Eugenia é a primeira mulher a ocupar a Presidência do Senge-PA, entidade filiada à federação que tem em torno de 2 mil associados e signatária do movimento “Engenharia Unida”. Em seu terceiro mandato, ela destaca: a mulher tem conquistado cada vez mais seu espaço, tanto na engenharia como no sindicalismo. “Estamos ainda mais presentes, cada vez mais se dedicando à vida profissional e política”, afirma.

Há quanto tempo você atua na engenharia?

Estou há 40 anos na profissão, graduada e pós-graduada pela Universidade Federal do Pará (UFPA), e há 28 anos atuo no Sindicato dos Engenheiros. No dia a dia, respiro política sindical: datas-bases, elaboração de pautas de reivindicações, negociações, elaboração de ações trabalhistas e audiências, panfletos e jornais etc.. Principalmente agora nesta situação crítica em que se encontra nosso País.

Na sua visão, apesar de considerada ainda uma área majoritariamente masculina, a mulher vem conquistando seu espaço na engenharia? E no sindicalismo? 

Sim, estamos conquistando espaço não só na engenharia e no sindicalismo, mas em todas as áreas, ocupando nosso lugar. Estamos acelerando esse processo, estamos ainda mais presentes, cada vez mais nos dedicando à vida profissional e política.

Como você vê o Dia Internacional da Mulher, que nasceu de importantes lutas de trabalhadoras por melhores condições, redução de jornadas, entre outras pautas sindicais, no Brasil pós-reforma trabalhista?

A Consolidação das Leis do Trabalho (CLT) foi sancionada em maio de 1943, então o que estamos vivendo agora são 75 anos de retrocesso, e isso atinge mais fortemente a mulher, que já é sacrificada com jornadas múltiplas.
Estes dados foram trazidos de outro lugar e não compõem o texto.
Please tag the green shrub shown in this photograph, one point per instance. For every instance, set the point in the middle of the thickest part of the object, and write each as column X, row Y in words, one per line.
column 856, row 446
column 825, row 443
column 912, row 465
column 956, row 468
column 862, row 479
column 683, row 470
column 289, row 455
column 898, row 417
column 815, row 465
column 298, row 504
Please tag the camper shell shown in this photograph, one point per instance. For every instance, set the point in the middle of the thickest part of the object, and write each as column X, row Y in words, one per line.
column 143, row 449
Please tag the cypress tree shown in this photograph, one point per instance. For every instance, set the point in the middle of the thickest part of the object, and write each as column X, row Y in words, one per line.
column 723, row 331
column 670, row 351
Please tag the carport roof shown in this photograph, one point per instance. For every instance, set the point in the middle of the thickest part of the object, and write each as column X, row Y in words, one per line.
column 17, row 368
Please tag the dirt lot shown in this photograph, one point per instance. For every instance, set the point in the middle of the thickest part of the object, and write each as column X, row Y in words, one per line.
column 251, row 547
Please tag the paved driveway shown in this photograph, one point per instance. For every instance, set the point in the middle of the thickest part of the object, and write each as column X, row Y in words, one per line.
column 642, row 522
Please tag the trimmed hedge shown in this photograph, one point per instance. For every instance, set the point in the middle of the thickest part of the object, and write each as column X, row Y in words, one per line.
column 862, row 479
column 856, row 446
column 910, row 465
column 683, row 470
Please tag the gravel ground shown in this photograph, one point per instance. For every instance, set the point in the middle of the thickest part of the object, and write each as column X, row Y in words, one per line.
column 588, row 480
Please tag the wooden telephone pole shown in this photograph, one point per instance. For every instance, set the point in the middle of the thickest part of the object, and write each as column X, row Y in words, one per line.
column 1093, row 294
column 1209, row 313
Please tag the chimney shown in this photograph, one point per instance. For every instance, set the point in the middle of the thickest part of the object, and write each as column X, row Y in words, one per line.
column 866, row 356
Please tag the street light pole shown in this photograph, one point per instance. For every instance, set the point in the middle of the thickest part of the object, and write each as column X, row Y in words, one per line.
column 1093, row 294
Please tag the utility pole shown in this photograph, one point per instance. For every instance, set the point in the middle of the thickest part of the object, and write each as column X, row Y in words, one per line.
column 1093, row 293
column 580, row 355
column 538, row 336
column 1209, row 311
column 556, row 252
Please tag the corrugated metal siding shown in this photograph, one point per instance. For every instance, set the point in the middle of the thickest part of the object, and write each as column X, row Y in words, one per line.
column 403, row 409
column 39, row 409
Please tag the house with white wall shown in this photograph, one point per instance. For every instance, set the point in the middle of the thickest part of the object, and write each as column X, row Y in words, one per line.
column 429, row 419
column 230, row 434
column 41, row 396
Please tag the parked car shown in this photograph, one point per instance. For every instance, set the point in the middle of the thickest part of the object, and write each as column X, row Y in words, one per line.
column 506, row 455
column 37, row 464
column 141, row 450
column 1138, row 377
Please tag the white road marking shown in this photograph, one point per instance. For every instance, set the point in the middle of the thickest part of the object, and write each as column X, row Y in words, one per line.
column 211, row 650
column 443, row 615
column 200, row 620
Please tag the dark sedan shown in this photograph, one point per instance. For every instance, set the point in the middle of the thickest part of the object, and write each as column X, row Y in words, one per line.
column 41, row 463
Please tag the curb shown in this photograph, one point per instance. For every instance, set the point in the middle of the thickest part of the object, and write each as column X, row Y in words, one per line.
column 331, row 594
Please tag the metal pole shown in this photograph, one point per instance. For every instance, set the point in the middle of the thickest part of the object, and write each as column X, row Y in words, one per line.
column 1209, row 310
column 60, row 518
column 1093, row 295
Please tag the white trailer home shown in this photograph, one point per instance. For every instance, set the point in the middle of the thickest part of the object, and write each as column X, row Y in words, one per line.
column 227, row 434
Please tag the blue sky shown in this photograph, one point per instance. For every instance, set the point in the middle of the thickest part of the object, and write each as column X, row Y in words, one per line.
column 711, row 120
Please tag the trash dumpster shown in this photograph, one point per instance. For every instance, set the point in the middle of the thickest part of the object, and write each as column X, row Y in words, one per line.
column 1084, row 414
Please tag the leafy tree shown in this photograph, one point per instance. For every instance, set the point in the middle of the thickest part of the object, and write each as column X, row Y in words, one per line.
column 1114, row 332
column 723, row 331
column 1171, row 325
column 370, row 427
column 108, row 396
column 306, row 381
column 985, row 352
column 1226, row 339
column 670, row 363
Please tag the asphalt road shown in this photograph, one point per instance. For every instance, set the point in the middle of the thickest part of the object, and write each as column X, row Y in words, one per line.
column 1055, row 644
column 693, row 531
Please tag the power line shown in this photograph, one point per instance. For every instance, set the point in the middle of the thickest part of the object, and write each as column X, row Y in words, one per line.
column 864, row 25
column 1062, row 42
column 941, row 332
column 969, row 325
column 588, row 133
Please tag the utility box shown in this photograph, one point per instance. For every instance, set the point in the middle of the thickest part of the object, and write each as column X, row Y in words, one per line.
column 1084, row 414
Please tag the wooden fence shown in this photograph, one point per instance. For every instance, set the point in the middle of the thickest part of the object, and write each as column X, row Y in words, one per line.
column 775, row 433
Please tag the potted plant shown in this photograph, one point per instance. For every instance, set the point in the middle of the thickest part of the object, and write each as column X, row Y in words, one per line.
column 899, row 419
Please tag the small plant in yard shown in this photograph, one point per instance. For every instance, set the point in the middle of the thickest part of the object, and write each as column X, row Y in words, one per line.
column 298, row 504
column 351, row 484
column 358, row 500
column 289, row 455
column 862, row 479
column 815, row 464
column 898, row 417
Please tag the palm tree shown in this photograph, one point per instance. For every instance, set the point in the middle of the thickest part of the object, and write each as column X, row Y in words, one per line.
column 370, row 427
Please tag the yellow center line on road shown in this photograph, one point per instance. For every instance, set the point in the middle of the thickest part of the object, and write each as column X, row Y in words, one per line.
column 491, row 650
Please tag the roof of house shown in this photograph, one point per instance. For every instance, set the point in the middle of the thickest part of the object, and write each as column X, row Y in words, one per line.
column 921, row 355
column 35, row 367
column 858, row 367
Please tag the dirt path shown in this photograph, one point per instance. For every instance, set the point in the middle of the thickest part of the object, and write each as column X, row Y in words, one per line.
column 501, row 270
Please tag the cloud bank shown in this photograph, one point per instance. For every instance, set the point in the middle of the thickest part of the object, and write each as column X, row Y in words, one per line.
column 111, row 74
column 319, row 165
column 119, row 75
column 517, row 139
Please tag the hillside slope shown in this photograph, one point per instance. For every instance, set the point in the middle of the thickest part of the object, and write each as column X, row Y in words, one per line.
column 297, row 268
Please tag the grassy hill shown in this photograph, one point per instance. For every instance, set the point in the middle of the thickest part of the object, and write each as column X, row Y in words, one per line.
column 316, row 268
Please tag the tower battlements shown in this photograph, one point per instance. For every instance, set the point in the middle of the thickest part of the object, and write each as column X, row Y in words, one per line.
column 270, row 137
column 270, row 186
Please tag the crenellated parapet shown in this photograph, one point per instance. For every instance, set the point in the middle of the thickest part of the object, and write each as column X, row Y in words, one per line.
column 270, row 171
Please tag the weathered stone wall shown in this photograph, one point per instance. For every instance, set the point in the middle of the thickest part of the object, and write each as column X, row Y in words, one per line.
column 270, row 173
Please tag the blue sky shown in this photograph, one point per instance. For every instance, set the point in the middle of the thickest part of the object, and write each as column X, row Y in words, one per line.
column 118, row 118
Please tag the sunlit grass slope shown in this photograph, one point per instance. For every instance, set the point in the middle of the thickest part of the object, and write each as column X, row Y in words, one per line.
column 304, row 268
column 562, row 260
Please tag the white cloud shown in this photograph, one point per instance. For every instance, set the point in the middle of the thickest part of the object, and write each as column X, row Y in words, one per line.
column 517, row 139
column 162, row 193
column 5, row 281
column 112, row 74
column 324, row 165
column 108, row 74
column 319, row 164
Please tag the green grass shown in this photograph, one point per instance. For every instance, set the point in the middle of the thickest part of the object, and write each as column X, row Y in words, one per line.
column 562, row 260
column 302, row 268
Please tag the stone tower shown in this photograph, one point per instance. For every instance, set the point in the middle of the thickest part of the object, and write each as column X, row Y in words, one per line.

Acredito que seremos nós mulheres, de novo, a retomar essa luta (em defesa dos direitos). Acho que a falta de escolaridade e, em consequência, a falta de consciência política são um entrave (para a luta). Mas a indignação está chegando ao povo. Não me vejo diferente de qualquer trabalhador por ser mulher ou engenheira. Se quisermos manter direitos e conquistas e minimizar o desastre causado pela reforma trabalhista, temos que lutar, e será uma luta árdua.

Quais os desafios que mulheres e homens engenheiros têm pela frente no Brasil?

Nossa categoria é uma das mais afetadas pela crise política, moral, institucional, financeira que assola o País. E assim temos, mais do que todas as outras categorias, que estar à frente. O movimento “Engenharia Unida” é coeso e pode realmente alavancar resultados que eu acredito ser a oportunidade de sairmos da crise, de sairmos do buraco em que nossos homens públicos nos meteram. Precisamos de mais coragem para a luta de conscientização política e de valorização da força de trabalho. Temos que ir para a rua!